Updated: February 22, 2014 5:25PM
Dear Abby: Earlier this year, my sister “Kathy” was diagnosed with breast cancer. She underwent a double mastectomy, chemo and radiation, and will begin reconstructive surgery soon.
Because of her diagnosis she encouraged me to visit my doctor for an exam. When I did, they found a lump, which needs further testing. I have chosen not to share this with my family because my sisters and parents have been deeply affected by Kathy’s diagnosis, and I don’t want to cause them needless worry.
My husband is angry and he said that because Kathy is their favorite they wouldn’t be concerned anyway. I thought it was insensitive and cruel to me, but more to the point, I felt he wasn’t thinking about how upset my doing so might make my family. Am I wrong to feel this way?
— Needs Further Testing
Dear Needs Further Testing: Certainly not. Your husband’s comment illustrates the importance of keeping one’s mouth firmly shut if one can’t think of something helpful or supportive to say. It almost appears that he is angry at you for the questionable test result.
I can’t blame you for not wanting to upset your already stressed family at this point, but if more testing confirms that you, too, have breast cancer, I think it’s important that you let them know — especially your sisters, who might want to be screened sooner than later.
I hope your husband’s apparent inability to support you emotionally during this difficult time is an aberration, but if it’s not, you will need to find support elsewhere.
Dear Abby: About 15 years ago, I committed a crime against a woman I cared about.
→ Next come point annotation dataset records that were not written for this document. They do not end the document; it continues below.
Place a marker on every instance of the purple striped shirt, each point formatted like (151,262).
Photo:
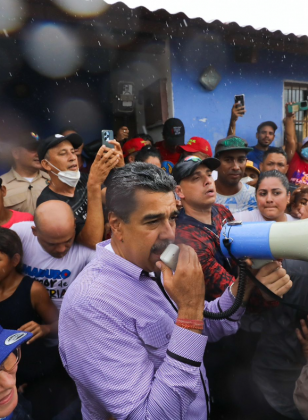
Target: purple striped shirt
(115,329)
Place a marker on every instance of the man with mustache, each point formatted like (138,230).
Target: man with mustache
(133,345)
(82,192)
(231,192)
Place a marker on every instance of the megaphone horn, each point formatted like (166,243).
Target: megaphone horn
(265,240)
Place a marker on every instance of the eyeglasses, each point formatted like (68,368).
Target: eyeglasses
(11,361)
(193,159)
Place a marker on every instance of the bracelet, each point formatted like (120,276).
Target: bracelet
(190,324)
(230,289)
(244,304)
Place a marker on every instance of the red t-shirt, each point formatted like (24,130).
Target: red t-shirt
(298,170)
(169,159)
(18,216)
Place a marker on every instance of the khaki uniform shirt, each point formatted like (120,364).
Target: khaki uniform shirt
(21,194)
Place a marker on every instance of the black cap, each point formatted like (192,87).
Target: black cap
(174,132)
(231,143)
(270,123)
(53,141)
(187,167)
(27,140)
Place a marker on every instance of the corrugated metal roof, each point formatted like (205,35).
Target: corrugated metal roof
(274,15)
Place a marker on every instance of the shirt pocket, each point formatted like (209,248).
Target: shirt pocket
(158,333)
(13,198)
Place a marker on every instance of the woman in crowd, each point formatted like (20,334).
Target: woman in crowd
(298,207)
(10,353)
(277,360)
(36,314)
(273,196)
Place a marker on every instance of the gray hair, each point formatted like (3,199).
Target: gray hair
(273,174)
(125,181)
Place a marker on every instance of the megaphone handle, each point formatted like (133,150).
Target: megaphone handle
(257,264)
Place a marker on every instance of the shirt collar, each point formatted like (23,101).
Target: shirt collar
(117,262)
(12,175)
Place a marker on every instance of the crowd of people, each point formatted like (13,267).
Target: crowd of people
(108,331)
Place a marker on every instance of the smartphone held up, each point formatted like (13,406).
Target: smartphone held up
(106,136)
(239,99)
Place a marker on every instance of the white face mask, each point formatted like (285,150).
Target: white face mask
(70,178)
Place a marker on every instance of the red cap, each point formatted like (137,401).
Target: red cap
(133,145)
(198,144)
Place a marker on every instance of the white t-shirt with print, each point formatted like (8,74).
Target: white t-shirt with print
(256,216)
(245,199)
(56,274)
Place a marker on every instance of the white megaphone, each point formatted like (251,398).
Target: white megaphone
(265,240)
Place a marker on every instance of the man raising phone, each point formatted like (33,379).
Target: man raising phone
(265,134)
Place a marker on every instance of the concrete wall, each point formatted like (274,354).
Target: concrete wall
(207,113)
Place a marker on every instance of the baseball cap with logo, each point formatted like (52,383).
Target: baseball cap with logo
(133,145)
(174,132)
(198,144)
(10,340)
(187,167)
(231,143)
(53,141)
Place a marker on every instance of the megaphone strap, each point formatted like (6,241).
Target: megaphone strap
(261,286)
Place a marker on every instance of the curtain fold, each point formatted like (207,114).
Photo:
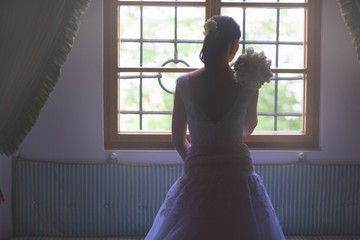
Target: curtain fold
(35,39)
(350,12)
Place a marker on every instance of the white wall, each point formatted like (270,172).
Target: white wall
(70,125)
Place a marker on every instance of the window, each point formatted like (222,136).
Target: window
(148,44)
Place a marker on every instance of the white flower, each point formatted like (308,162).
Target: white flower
(252,69)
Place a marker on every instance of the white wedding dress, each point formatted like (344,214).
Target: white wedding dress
(219,197)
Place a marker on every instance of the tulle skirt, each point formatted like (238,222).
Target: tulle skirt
(219,197)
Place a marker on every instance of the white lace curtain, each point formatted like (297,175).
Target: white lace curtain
(350,12)
(35,38)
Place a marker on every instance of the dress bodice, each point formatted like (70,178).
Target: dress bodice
(205,132)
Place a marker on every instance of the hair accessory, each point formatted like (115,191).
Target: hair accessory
(210,26)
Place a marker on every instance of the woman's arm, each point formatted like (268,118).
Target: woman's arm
(179,127)
(251,115)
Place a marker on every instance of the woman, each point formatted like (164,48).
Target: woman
(219,196)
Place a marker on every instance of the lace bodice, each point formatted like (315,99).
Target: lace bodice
(204,132)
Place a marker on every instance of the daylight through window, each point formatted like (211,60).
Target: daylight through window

I have felt guilt and remorse about it ever since. I can’t speak to her or have any contact with her.
I would like to tell her I’m sorry for what happened. I have beaten myself up over this and thought about suicide. What do I do? Please help, Abby.
— So Sorry in St. Joseph, Mo.
Dear So Sorry: The first thing you must do is talk with a mental health professional about your suicidal thoughts. Once you have been stabilized, you should then understand that you may have been forbidden to contact your former friend because what you did was so traumatic that it could cause her to relive the incident, which could further victimize her. If you’re looking for forgiveness, forgive yourself and move on — but leave her out of it.
Dear Abby: Is there some sort of etiquette regarding inquiring about someone’s country of origin?
While making polite conversation with a customer in my retail shop, I noticed she had an accent and asked where she was from. She became very evasive and seemed offended that I had asked. She actually refused to answer my question.
I tried to recover from the awkward situation, but I can’t help but feel I insulted her somehow. Was I wrong to ask?
— Friendly Retailer in Kansas City
Dear Retailer: Perhaps. Some immigrants to this country feel the question you asked is a very personal one. There can be various reasons for it. The person may feel self-conscious about his or her accent, and you can’t know the political situation in the person’s country of origin or whether he or she has encountered bias because of where he or she came from.